Lo miro, sorprendida por la pregunta.

– Sí -respondo con sinceridad.

¿Cómo puede haber llegado a significar tanto para mí en tan poco tiempo? Se me ha metido bajo la piel, literalmente. Sonríe y se le ilumina la mirada.

– Yo también te voy a echar de menos. Más de lo que imaginas -me dice.

Se me alegra el corazón al oír sus palabras. Lo está intentando, de verdad. Me acaricia suavemente la mejilla, se inclina y me besa con ternura.

A última hora de la tarde espero sentada y nerviosa al señor J. Hyde en el vestíbulo de Seattle Independent Publishing.
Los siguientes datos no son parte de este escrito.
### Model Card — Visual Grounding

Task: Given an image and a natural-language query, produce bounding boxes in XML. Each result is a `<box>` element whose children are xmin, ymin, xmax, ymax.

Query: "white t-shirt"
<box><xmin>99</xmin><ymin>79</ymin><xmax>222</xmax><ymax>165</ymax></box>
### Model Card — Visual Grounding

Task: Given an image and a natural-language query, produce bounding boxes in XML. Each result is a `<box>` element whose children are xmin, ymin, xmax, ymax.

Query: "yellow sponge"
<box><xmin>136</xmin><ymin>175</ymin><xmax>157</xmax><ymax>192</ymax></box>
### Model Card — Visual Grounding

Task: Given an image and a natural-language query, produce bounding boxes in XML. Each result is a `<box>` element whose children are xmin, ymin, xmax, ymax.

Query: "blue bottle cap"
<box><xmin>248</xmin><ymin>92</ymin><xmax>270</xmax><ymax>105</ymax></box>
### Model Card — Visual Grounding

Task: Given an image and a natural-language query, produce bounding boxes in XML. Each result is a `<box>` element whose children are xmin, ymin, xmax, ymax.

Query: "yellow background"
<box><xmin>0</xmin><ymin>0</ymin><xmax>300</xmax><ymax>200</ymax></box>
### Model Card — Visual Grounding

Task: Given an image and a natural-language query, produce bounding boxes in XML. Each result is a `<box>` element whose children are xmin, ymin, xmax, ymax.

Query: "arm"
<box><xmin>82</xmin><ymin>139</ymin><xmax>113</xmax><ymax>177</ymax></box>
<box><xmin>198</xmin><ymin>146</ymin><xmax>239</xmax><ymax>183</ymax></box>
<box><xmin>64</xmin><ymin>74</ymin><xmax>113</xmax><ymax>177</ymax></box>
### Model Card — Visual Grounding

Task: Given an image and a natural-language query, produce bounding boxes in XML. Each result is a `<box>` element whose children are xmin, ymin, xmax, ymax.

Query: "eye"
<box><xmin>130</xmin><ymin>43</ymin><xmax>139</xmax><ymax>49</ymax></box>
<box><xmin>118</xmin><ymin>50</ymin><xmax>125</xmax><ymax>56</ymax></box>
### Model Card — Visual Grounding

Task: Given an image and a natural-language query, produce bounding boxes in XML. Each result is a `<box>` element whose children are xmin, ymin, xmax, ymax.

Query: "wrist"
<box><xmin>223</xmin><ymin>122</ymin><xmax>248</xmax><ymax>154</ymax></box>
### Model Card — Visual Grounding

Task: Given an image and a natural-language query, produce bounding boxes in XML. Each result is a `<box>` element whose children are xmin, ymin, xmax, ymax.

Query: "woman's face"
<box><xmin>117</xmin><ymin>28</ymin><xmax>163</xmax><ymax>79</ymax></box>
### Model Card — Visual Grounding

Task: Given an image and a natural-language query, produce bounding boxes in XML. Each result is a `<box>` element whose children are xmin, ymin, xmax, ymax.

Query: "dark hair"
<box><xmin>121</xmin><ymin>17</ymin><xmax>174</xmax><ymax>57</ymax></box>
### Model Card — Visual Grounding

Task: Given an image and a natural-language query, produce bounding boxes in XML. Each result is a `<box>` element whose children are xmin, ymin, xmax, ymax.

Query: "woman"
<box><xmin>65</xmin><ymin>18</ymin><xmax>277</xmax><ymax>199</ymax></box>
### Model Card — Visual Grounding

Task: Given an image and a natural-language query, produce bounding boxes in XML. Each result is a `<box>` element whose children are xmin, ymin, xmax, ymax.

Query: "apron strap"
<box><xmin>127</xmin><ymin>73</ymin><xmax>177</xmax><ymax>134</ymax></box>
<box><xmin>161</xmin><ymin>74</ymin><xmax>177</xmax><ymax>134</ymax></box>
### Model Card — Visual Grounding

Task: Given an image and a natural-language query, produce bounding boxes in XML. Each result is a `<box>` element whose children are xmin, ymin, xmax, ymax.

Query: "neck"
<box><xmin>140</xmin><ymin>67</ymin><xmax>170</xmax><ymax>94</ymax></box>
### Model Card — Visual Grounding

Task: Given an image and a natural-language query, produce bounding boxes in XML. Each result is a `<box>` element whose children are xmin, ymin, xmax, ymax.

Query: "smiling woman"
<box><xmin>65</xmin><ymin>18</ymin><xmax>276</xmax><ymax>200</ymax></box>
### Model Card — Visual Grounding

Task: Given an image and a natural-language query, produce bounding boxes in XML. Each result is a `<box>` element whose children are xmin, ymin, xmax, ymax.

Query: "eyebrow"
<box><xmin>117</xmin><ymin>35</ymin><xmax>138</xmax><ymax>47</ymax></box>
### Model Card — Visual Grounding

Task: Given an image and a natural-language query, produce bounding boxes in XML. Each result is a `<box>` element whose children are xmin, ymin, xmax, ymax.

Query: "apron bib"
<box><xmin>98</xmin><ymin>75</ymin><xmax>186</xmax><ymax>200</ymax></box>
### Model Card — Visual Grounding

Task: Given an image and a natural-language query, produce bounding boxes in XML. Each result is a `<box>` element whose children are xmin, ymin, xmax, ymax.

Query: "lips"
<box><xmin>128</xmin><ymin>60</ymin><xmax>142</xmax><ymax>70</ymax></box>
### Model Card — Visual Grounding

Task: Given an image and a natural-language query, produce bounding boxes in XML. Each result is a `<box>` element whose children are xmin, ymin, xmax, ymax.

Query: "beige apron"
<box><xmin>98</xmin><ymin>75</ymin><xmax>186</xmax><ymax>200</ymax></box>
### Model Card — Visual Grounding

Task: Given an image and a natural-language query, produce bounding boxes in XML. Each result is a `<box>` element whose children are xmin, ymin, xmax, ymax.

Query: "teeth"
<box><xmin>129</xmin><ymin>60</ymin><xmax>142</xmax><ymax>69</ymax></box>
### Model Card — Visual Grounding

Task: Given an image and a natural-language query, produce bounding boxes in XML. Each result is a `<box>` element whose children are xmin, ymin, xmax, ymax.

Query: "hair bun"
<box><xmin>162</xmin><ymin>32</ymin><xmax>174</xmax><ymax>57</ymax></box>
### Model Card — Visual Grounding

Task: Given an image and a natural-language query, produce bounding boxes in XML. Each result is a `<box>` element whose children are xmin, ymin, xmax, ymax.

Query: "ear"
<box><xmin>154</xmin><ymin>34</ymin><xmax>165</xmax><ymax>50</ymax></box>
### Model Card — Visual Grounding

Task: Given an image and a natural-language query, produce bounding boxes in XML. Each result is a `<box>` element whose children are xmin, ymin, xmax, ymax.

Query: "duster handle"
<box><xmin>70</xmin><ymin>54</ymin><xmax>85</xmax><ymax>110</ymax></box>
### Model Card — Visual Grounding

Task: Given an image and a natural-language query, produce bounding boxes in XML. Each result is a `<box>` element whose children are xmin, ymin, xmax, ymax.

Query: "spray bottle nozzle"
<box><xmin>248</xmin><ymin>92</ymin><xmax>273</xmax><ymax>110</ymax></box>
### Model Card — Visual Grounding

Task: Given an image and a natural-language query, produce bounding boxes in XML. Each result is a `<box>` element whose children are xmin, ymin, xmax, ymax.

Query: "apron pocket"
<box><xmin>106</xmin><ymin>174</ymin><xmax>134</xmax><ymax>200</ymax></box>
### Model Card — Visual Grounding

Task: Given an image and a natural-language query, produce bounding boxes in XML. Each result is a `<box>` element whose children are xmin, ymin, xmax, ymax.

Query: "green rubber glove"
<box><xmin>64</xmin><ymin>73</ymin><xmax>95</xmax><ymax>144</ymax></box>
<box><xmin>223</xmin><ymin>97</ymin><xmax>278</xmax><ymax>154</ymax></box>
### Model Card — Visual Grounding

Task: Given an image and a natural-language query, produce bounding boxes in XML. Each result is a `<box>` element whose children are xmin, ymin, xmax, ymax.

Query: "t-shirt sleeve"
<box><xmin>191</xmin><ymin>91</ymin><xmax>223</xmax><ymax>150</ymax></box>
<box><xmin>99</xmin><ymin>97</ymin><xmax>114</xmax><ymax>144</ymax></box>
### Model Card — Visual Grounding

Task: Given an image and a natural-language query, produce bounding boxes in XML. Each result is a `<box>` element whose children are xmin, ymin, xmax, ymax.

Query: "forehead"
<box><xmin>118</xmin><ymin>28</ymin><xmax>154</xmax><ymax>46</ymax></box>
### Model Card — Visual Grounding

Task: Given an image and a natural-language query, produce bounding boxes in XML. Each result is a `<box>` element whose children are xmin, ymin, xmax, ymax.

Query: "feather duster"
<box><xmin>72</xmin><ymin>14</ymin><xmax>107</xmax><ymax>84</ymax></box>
Es mi segunda entrevista de hoy y la que más me interesa. La primera ha ido bien, pero era para un grupo mayor, con oficinas en todo el país, y yo no sería más que una de las muchas ayudantes editoriales. Imagino que semejante máquina corporativa me engulliría y me escupiría bastante rápido. En SIP es donde quiero estar. Es pequeña y poco convencional, aboga por los autores locales y tiene una interesante y peculiar lista de clientes.

El lugar resulta un tanto austero, pero creo que es una declaración de intenciones más que un indicio de frugalidad. Estoy sentada en uno de los dos sillones Chesterfield de piel verde oscuro, muy similares al sofá que tiene Christian en su cuarto de juegos. Acaricio la piel, apreciativa, y me pregunto distraída qué hará Christian en ese sofá. Divago pensando en las posibilidades… no, más vale que no piense en eso ahora. Me sonrojan mis pensamientos descarriados e inoportunos. La recepcionista es una joven afroamericana con grandes pendientes de plata y el pelo largo y liso. Tiene cierto aire bohemio; es de esa clase de mujeres con las que podría llevarme bien. La idea me reconforta. De vez en cuando me mira, apartando la vista del ordenador, y me sonríe tranquilizadora. Yo le devuelvo la sonrisa tímidamente.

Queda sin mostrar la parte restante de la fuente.